Trying to figure out how much weight will each "bookcase" shelving full of canning jar would hold per shelf and total weight . I looking to put a trac system to be able to move each individual "bookcase" to be able to reach the next bookcase full of jars . It need to be move by someone who is 5'1 and 100 lbs . Would i add some type of Manuel system to slide each "bookcase" to be able to reach different bookcase ? Don't recall the proper name of type of shelving . Each shelve will have a honey comb system to make it light (sp) and yet strong . Using mixture a quart jars and half gallon . Mostly quart mason jars . Suggestion on where to buy it locally . Here is what I'm looking to do with my home built shelving . 
Space-Trac


----------



## mpillow (Jan 24, 2003)

I got shelving at home depot wire looking ones rated at either 300 or 600# per shelf....$79 to 119$

If a pint is a pound the world around then a quart is 2# (of wet)....I know when I can boneless meat it takes about 2# meat per Q


----------



## myheaven (Apr 14, 2006)

I have shelves similar.

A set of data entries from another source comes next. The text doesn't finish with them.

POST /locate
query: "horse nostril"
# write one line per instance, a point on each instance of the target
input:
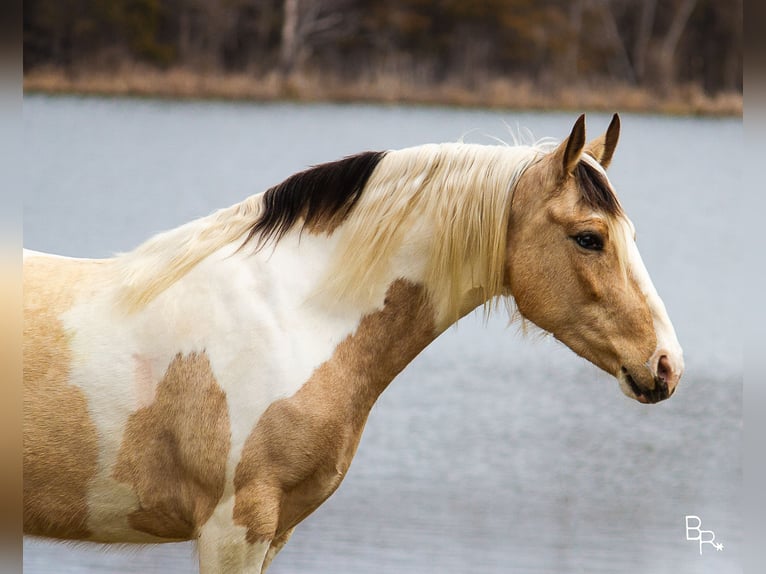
(664, 369)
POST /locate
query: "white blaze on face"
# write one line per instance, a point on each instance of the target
(667, 342)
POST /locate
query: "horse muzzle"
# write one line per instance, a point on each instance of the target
(657, 385)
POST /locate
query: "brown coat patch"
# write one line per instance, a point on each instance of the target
(60, 440)
(301, 448)
(174, 451)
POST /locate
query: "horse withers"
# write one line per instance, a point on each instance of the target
(213, 383)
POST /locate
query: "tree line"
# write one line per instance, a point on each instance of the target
(657, 44)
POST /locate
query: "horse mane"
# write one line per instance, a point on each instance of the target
(463, 192)
(321, 197)
(381, 199)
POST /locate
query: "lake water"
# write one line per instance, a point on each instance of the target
(493, 452)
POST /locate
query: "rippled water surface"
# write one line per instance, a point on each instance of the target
(492, 452)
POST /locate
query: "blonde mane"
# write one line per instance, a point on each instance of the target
(162, 260)
(459, 194)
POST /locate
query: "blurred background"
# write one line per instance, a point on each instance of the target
(669, 55)
(493, 452)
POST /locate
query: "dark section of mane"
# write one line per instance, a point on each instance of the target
(319, 195)
(595, 189)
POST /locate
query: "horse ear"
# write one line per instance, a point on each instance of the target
(602, 148)
(567, 155)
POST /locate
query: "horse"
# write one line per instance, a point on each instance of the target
(213, 383)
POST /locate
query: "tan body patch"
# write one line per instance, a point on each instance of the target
(302, 446)
(60, 439)
(174, 451)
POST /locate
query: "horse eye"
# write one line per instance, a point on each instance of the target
(589, 241)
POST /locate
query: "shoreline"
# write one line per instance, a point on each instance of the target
(502, 93)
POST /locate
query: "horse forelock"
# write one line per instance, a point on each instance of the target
(598, 194)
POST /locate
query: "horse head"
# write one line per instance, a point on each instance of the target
(574, 269)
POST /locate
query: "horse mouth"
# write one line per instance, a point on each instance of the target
(659, 393)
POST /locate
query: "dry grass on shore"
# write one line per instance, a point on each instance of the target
(500, 93)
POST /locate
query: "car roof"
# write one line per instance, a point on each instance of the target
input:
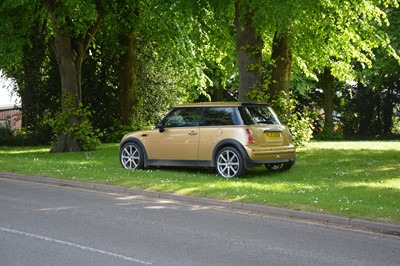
(220, 104)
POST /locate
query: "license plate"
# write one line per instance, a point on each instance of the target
(272, 135)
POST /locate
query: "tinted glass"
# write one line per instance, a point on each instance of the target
(183, 117)
(256, 115)
(221, 116)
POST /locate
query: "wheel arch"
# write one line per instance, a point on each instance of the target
(139, 143)
(235, 144)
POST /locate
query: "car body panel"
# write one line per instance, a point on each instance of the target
(193, 136)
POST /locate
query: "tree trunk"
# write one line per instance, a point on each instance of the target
(70, 65)
(128, 79)
(70, 49)
(388, 111)
(281, 59)
(31, 86)
(326, 81)
(249, 52)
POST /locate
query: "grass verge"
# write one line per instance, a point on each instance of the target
(353, 179)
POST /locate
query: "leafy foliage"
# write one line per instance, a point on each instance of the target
(298, 120)
(76, 123)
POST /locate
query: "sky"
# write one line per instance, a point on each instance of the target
(5, 94)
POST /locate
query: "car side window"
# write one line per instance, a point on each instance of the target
(183, 117)
(220, 116)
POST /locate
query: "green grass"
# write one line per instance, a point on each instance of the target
(352, 179)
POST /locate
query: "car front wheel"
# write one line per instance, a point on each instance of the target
(131, 156)
(229, 163)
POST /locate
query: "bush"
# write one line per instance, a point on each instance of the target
(298, 120)
(76, 123)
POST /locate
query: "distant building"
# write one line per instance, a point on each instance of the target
(10, 117)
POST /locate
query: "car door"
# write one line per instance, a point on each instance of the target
(178, 136)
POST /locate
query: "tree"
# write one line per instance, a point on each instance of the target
(70, 43)
(249, 45)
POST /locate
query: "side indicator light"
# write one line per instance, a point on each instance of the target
(250, 138)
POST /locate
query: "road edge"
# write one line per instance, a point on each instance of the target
(320, 218)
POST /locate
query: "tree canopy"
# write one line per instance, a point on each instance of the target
(123, 58)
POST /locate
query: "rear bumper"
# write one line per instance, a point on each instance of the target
(262, 155)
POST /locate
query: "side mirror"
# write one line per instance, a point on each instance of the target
(161, 128)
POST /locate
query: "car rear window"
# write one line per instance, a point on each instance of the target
(256, 115)
(221, 116)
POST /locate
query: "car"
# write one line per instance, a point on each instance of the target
(231, 137)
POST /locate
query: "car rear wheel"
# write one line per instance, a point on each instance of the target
(278, 167)
(229, 163)
(131, 156)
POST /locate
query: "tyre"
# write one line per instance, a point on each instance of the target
(229, 163)
(278, 167)
(131, 156)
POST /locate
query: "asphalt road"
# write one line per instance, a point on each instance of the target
(50, 225)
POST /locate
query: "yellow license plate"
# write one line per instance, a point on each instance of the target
(272, 135)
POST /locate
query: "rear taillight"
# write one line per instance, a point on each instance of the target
(249, 134)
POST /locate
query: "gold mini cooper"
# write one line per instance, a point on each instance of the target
(230, 137)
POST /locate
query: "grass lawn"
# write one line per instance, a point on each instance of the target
(359, 179)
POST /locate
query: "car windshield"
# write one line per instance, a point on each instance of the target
(256, 115)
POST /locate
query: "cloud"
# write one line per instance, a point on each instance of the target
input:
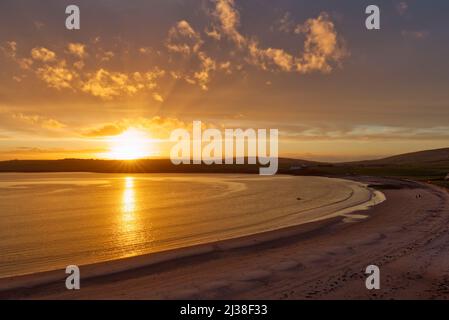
(158, 127)
(421, 34)
(43, 54)
(285, 23)
(322, 46)
(183, 39)
(10, 51)
(402, 8)
(44, 122)
(108, 84)
(57, 77)
(77, 49)
(229, 19)
(157, 97)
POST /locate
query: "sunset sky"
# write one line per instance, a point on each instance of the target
(335, 90)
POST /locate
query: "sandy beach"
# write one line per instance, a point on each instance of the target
(406, 236)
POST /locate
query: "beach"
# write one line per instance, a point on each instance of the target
(406, 236)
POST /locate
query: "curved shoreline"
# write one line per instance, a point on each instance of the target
(406, 236)
(106, 268)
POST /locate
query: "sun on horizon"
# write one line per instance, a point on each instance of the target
(132, 144)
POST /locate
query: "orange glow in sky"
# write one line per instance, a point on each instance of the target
(130, 145)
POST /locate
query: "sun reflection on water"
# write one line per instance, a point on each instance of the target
(129, 200)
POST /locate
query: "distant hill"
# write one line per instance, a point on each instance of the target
(428, 156)
(138, 166)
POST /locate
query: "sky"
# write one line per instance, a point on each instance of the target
(335, 90)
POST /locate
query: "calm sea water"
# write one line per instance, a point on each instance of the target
(48, 221)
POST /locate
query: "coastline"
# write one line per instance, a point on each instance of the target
(221, 270)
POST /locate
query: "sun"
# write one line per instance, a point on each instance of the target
(130, 145)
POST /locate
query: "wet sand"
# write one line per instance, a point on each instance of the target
(406, 236)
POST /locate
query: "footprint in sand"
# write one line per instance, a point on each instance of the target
(254, 275)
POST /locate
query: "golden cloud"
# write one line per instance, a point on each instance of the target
(43, 54)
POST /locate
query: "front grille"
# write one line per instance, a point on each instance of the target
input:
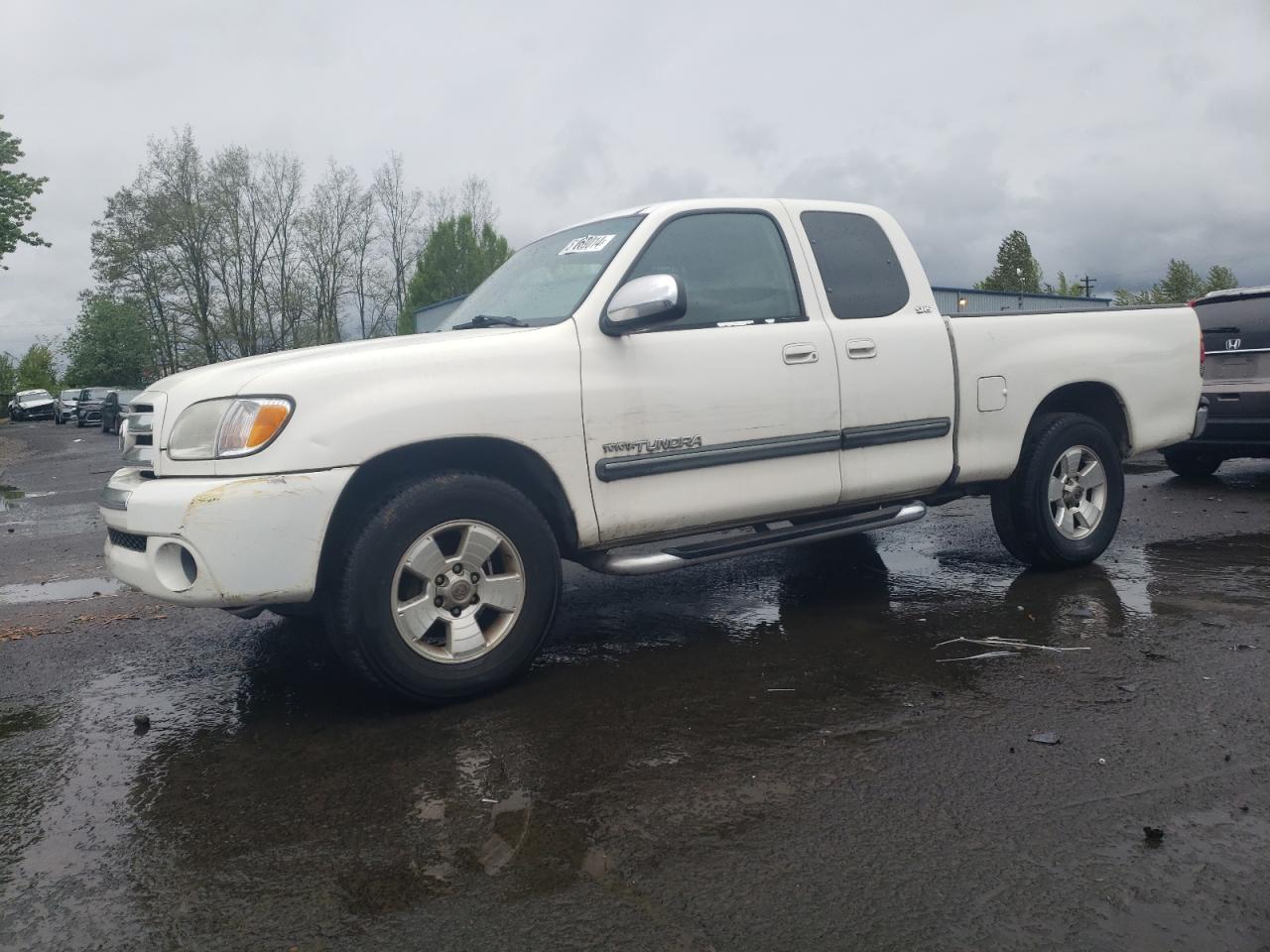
(127, 539)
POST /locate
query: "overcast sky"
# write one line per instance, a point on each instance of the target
(1115, 135)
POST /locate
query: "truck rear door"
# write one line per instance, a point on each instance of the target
(897, 380)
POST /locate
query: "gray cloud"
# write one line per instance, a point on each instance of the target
(1116, 136)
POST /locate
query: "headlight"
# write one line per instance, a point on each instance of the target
(231, 426)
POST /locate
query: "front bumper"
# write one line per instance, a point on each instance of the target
(220, 542)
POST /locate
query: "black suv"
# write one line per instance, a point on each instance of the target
(1236, 326)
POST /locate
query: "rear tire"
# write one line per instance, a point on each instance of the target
(1062, 506)
(384, 616)
(1193, 466)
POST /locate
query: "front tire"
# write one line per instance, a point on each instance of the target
(447, 590)
(1062, 506)
(1193, 466)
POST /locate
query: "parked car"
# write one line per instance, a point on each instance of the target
(64, 408)
(1236, 382)
(89, 405)
(775, 370)
(114, 408)
(31, 405)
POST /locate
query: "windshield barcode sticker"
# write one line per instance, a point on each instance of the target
(587, 243)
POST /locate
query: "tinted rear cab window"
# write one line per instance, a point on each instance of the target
(1246, 320)
(857, 264)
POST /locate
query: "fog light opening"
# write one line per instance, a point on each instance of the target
(176, 566)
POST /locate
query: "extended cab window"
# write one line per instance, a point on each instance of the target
(733, 266)
(857, 264)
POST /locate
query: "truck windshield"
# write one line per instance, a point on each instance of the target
(545, 282)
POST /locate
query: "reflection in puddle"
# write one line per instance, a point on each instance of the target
(64, 590)
(670, 715)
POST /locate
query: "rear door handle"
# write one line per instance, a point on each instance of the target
(861, 348)
(801, 353)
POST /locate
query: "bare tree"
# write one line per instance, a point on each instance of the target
(370, 282)
(281, 195)
(326, 234)
(400, 209)
(185, 221)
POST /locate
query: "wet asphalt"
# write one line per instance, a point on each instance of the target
(770, 753)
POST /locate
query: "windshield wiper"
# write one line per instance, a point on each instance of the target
(489, 320)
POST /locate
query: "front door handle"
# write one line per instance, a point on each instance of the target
(801, 353)
(861, 348)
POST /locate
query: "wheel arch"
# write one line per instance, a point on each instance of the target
(1095, 399)
(498, 458)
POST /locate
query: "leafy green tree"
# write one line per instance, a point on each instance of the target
(36, 370)
(17, 189)
(8, 373)
(456, 258)
(1016, 268)
(1219, 278)
(1065, 287)
(109, 345)
(1182, 284)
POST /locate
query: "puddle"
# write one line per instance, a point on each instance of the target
(670, 716)
(67, 590)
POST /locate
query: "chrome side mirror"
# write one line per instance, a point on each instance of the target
(643, 302)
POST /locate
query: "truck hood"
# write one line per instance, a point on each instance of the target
(353, 402)
(238, 377)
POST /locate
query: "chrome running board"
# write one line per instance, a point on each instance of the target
(762, 538)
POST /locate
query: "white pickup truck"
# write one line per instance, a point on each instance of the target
(656, 389)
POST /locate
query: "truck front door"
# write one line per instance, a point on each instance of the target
(729, 412)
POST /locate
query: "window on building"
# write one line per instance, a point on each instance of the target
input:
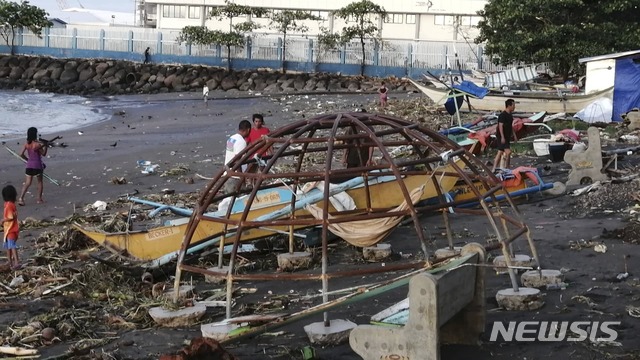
(393, 19)
(465, 20)
(174, 11)
(194, 12)
(265, 15)
(444, 20)
(323, 15)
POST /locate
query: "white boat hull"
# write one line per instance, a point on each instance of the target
(525, 101)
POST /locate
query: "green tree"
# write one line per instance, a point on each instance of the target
(557, 31)
(363, 13)
(288, 21)
(235, 37)
(20, 15)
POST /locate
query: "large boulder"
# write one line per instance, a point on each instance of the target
(169, 80)
(69, 76)
(228, 83)
(56, 72)
(16, 73)
(86, 74)
(41, 74)
(101, 68)
(71, 64)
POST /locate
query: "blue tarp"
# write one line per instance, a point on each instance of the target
(626, 92)
(472, 89)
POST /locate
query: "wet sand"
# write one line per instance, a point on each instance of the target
(172, 130)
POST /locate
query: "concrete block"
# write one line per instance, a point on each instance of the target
(377, 253)
(500, 263)
(294, 261)
(541, 279)
(523, 299)
(586, 164)
(218, 331)
(184, 292)
(216, 280)
(336, 333)
(447, 252)
(177, 318)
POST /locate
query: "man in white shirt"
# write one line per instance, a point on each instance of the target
(235, 144)
(205, 95)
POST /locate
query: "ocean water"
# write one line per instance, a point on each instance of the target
(50, 113)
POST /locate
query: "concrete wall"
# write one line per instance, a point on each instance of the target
(424, 13)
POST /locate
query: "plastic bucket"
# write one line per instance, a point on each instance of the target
(556, 151)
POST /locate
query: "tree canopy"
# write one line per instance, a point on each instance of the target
(235, 37)
(287, 21)
(557, 31)
(15, 15)
(362, 13)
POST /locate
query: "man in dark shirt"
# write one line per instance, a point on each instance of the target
(504, 133)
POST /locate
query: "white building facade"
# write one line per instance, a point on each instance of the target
(428, 20)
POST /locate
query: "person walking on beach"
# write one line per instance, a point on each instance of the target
(505, 130)
(205, 95)
(235, 144)
(258, 132)
(147, 55)
(35, 167)
(382, 91)
(10, 226)
(359, 153)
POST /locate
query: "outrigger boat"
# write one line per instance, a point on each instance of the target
(526, 101)
(158, 246)
(484, 131)
(518, 182)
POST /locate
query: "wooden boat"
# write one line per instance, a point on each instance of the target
(514, 182)
(484, 132)
(526, 101)
(160, 245)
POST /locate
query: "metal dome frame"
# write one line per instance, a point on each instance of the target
(432, 155)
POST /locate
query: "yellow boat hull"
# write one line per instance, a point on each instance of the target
(154, 243)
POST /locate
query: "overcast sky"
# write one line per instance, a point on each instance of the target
(52, 6)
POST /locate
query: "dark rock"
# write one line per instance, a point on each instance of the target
(169, 80)
(16, 73)
(41, 74)
(228, 83)
(101, 68)
(71, 65)
(86, 74)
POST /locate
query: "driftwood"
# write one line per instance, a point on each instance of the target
(12, 350)
(621, 151)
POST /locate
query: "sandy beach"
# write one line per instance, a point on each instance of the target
(177, 131)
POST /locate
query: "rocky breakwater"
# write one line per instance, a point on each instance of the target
(110, 77)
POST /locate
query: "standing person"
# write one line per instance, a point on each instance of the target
(35, 167)
(10, 225)
(147, 55)
(505, 130)
(205, 95)
(235, 144)
(257, 132)
(383, 95)
(359, 153)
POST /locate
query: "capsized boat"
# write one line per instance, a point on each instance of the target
(160, 245)
(526, 101)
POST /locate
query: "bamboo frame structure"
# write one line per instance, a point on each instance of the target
(309, 147)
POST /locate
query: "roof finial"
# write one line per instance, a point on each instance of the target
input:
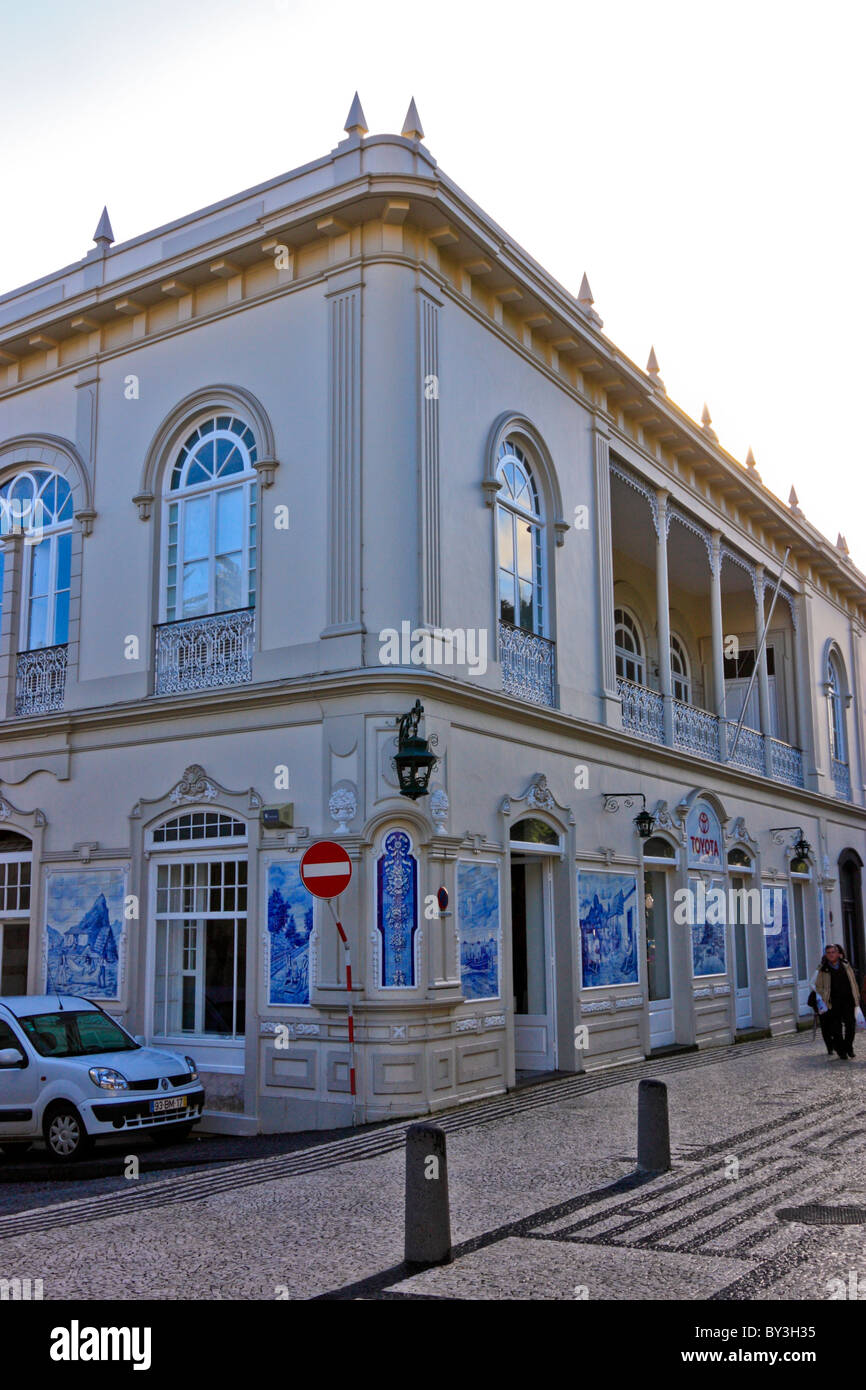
(356, 121)
(585, 302)
(652, 367)
(706, 423)
(103, 235)
(412, 125)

After 6 mts of caned goods on them they are bowing. Not sure I like them. That's with out a moist enviroment.


----------



## mistletoad (Apr 17, 2003)

mpillow said:


> If a pint is a pound the world around


It isn't.


----------



## 7thswan (Nov 18, 2008)

got out my digital scale,
pint green beans-1.7
pint pears 1.11
pint maple sruyp with band on jar 2.00
quart honey 3.1
quart tomato sause 2.14
quart chicken breast 2.12
quart cherry wine with band on jar 3.00

edit: 2 bands weight-1oz.


----------



## sisterpine (May 9, 2004)

I have tried many different types of shelving over my years of prepping. From MD fiberboard on blocks, to long brackets on the wall with hanging shelves of MDF, rigid plastic/resin, to what I use now which are heavy duty steal shelves like the silver ones in the video you attached. I got the 36 instead of 48 or longer ones to avoid problems with bowing in the middle due to weight. Most of my shelves are loaded with cases of cans to the tune of slightly over 100 pounds. They have been there for years with no ill effects. I have some on good wheels but even those get flat spots when I leave them sit and that makes them difficult to roll. I am thinking about putting giant steel ball bearing type wheels on some to try that because even with new wheels it takes two people to move the 600 pound loaded system.


----------



## bassmaster17327 (Apr 6, 2011)

A gallon of water weighs 8.33 pounds, so a quart of water would weigh about 2.1 pounds. Of course the wight of the food would be different than water weight but I think if you use 2.1 pounds per quart it would get you pretty close


----------